I’d learned the language by attending kindergarten and playing with my neighbors, without ever opening a book or memorizing vocabulary lists. And sitting at the kitchen table having bilingual conversations with my parents—my brother and I speaking French and them responding in English—seemed so ordinary as to be boring.

I can remember complaining—complaining!—that we “had” to travel just for fun. “Do we have to go to England again??” Not realizing, of course, that there were people around the world who would give anything to be able to experience the changing of the guard at Buckingham Palace or the delicate flavors of a Cream Tea served in a drawing room that looked like a faded postcard.

I learned to shape-shift too, without even realizing I was doing it. It’s an MK ability that only those who have been sufficiently embedded in multiple cultures can achieve.

I could adjust not only my language, but my behavior, knowledge base, and communication style to whatever context I was in—shedding some of my Frenchness when I flew back to Canada, getting brighter and more assertive in my interactions in the United States, then reverting again to a more sober European mindset when I crossed the ocean and returned home.

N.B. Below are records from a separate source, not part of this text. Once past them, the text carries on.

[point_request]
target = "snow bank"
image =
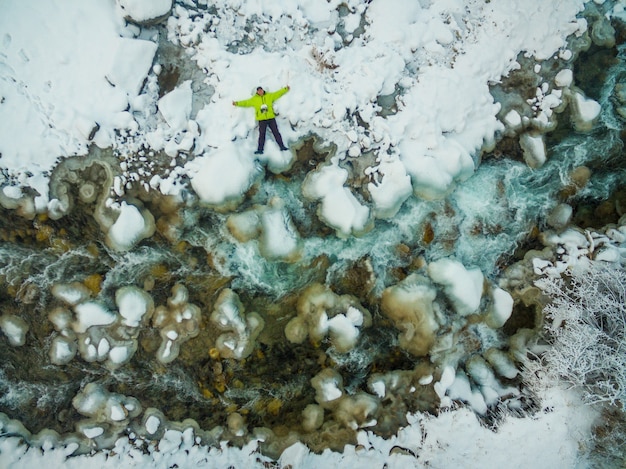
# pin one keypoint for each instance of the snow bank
(91, 76)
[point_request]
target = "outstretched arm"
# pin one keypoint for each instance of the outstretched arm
(244, 103)
(280, 92)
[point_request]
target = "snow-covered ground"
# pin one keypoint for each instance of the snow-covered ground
(75, 74)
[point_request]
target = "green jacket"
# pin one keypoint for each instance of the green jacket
(258, 101)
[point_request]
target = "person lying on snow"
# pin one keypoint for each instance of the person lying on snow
(262, 102)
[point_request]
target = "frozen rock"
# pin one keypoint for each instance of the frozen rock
(534, 149)
(71, 293)
(501, 363)
(91, 313)
(358, 411)
(133, 225)
(321, 312)
(338, 207)
(328, 385)
(585, 111)
(461, 390)
(603, 33)
(62, 350)
(175, 106)
(464, 287)
(409, 304)
(223, 176)
(272, 226)
(178, 316)
(132, 60)
(237, 424)
(15, 328)
(391, 186)
(564, 78)
(312, 417)
(500, 308)
(145, 12)
(560, 216)
(241, 329)
(134, 305)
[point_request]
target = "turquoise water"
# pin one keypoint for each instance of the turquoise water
(484, 222)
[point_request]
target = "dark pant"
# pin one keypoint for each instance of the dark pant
(263, 129)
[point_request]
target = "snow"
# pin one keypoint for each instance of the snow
(14, 328)
(175, 106)
(143, 10)
(133, 304)
(564, 78)
(339, 208)
(91, 313)
(130, 227)
(223, 175)
(152, 424)
(463, 286)
(72, 74)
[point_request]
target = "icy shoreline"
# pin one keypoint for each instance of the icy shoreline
(399, 95)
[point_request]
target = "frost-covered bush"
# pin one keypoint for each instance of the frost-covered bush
(586, 325)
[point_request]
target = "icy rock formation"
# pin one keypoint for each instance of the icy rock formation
(178, 322)
(464, 287)
(534, 149)
(241, 329)
(358, 411)
(108, 413)
(94, 178)
(15, 328)
(585, 111)
(410, 305)
(499, 309)
(338, 207)
(272, 226)
(312, 417)
(321, 312)
(13, 198)
(215, 190)
(180, 133)
(92, 330)
(328, 385)
(352, 411)
(390, 187)
(133, 224)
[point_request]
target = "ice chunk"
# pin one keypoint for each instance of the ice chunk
(564, 78)
(134, 305)
(501, 308)
(142, 11)
(175, 106)
(132, 60)
(90, 314)
(338, 208)
(131, 226)
(464, 287)
(15, 328)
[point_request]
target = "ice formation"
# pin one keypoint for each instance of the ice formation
(272, 227)
(322, 312)
(410, 305)
(178, 321)
(15, 328)
(94, 331)
(108, 413)
(401, 103)
(241, 330)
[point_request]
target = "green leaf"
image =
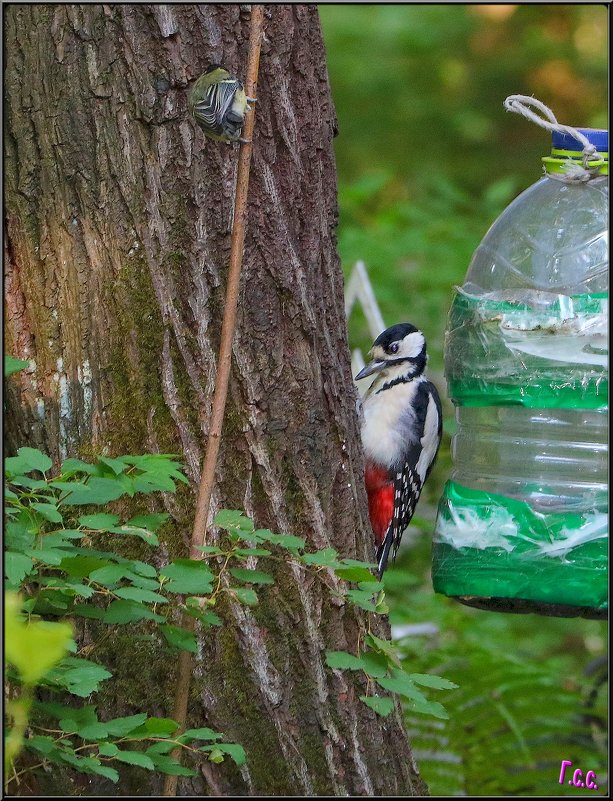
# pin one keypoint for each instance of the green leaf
(143, 568)
(49, 511)
(245, 595)
(116, 465)
(104, 770)
(382, 706)
(19, 533)
(35, 459)
(32, 647)
(16, 567)
(399, 682)
(215, 755)
(99, 522)
(85, 723)
(251, 576)
(436, 682)
(138, 594)
(13, 365)
(154, 727)
(210, 550)
(135, 758)
(129, 612)
(343, 661)
(426, 707)
(180, 638)
(384, 646)
(189, 576)
(81, 566)
(154, 482)
(166, 764)
(119, 727)
(211, 619)
(327, 557)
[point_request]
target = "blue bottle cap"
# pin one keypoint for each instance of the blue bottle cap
(598, 137)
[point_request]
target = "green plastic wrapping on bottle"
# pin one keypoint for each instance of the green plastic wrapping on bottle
(523, 521)
(488, 545)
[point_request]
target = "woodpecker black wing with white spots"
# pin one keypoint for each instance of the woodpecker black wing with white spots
(415, 468)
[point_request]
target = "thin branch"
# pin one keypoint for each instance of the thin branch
(224, 362)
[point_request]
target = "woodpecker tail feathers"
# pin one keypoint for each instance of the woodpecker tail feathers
(383, 552)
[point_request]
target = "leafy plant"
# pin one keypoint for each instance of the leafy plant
(524, 702)
(62, 560)
(64, 557)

There is so much we’re given as MKs—so many strengths we derive from the decision our families make to serve overseas. They’ve been well documented in books and articles, so I won’t list them all here, but a top-four list would certainly include these:

  1. We’re world-aware – We haven’t just learned about places around the globe, we’ve experienced them with all of our senses. They aren’t merely a point on a map, they’re a collection of sights, sounds, aromas, savors, textures, traditions, ways of life, and myriad other elements that have to be lived to be fully measured.
  2. We’re adaptable – We have an innate sense of context that few others possess. Whether we’re walking into a room full of strangers or flying into a country where we are the outsiders, we have an uncanny ability to sit back and observe, to figure out the dynamics and social structures around us, and to find a way to pretzel our identities into a version of ourselves that can mostly fit in.
  3. We’re open-minded – We have firsthand experience of different ways of doing life. Whether it be religions, philosophies, ethics, art, lifestyles, or practical approaches to everyday tasks, we know that the proverbial cat can indeed be skinned in multiple ways. We have the ability to consider differences—in people and methodologies—and give them a fair shake. We’ll certainly enter into debates, but with less of an obsession with winning and more of a focus on learning.
  4. Because of the first three strengths mentioned above, we’re natural bridge-builders: We have an instinct for narrowing the gaps between factions that normally would have little to do with each other. We can adjust our approach to achieve minimal friction and use our complex experiential upbringing to harness culture-sensitive influence. We are uniquely equipped to be innovators, peacemakers, and motivators in contexts where diversity (in every sense) might make it difficult for others. This is what I call our “MK Superpower,” and we can wield it throughout our lives, on vast and small stages, in public and more private spaces.

 

I never thought of thanking my parents for raising me as an MK when I was young. The experiences—the magic—seemed so mundane to me. And there was enough disquiet darkening the corners of my life that I couldn’t always see the glow that cast the shadows I fled. The community that sheltered my maturing. The friendships that harbored my most vulnerable secrets.

I didn’t fully understand the gift of learning Scripture in a tiny, historic church building, where people who hadn’t grown up steeped in Christianity brought a fresh savor to my generations-old faith. I was marked and formed in so many subtle ways by hearing verses interpreted through a different cultural lens and put into practice in un-American ways. By not only witnessing, but taking part in events and outreaches—singing, and reciting, and dancing, and saying the name of Jesus to those who didn’t know him…even at an age when I didn’t either.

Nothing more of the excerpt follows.